The EUR/USD pair broke down significantly during the day on Thursday, breaking below the bottom of a shooting star from the Wednesday session. The 1.13 level offered significant resistance, and then turned around to form a shooting star. A breakdown below the bottom of the shooting star is a very negative sign as well, and it now looks as if we may go looking for support below. , I think that the market continues to process the idea of a more hawkish Federal Reserve than originally thought of, and I think that should continue to favor the US dollar. I suspect we will probably reach towards the 1.10 level underneath. On the other end, if we broke above the 1.13 level, the market should continue to go much higher.

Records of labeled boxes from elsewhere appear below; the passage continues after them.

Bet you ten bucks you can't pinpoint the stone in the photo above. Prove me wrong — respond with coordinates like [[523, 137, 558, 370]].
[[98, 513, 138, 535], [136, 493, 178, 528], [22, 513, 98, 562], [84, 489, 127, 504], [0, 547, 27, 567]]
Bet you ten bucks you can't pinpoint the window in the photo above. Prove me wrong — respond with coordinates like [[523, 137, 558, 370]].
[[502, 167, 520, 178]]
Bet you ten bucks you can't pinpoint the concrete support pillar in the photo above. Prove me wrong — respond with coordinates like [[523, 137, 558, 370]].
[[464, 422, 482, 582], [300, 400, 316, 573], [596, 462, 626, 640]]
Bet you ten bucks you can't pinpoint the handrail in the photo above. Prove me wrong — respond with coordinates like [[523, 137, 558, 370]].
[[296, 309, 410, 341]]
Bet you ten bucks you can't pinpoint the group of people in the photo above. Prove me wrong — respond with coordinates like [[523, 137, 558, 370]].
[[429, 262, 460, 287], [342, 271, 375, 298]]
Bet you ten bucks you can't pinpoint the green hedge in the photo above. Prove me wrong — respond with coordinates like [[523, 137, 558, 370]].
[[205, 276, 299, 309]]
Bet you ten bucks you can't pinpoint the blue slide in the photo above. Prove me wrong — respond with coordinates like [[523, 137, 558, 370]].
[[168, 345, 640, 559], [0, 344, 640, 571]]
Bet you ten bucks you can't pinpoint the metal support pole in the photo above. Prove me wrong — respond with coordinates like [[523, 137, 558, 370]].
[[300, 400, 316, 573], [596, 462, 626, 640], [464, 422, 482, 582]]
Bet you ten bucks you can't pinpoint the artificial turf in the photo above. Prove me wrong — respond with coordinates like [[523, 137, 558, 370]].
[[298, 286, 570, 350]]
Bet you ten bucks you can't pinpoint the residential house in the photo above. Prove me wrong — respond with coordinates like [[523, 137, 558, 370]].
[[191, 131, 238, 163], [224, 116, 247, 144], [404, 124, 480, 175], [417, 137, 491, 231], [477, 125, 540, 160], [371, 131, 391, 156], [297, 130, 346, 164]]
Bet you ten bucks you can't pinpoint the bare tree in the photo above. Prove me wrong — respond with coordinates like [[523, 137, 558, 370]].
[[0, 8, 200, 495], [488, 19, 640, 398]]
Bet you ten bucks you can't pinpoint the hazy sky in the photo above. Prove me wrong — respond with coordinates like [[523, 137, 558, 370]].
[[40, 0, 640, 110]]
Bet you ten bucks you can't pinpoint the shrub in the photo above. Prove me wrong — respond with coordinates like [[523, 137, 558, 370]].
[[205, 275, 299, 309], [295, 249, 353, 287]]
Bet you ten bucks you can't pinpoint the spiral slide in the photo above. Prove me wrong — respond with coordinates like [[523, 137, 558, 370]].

The British pound has been a mess as of late, and the session on Thursday was no different. We continue to bounce around and hover around the 1.2750 level. The 1.28 level offers resistance, and if we can break above there, I feel that the market goes towards the 1.29 level. On the other hand, if we breakdown below the bottom of the range I think we will go reaching towards the 1.2650 level below. A breakdown below there would be very negative. Ultimately, the market should continue to show volatility, as there are so many pieces that are moving around at the same time coming out of London.
The markets could be difficult to navigate, so I would keep position small if you feel the need to trade this market. We need to form some type of impulsive candle to get some clarity, but until we get that, I will step away from this pair as I think it will be far too easy to lose money.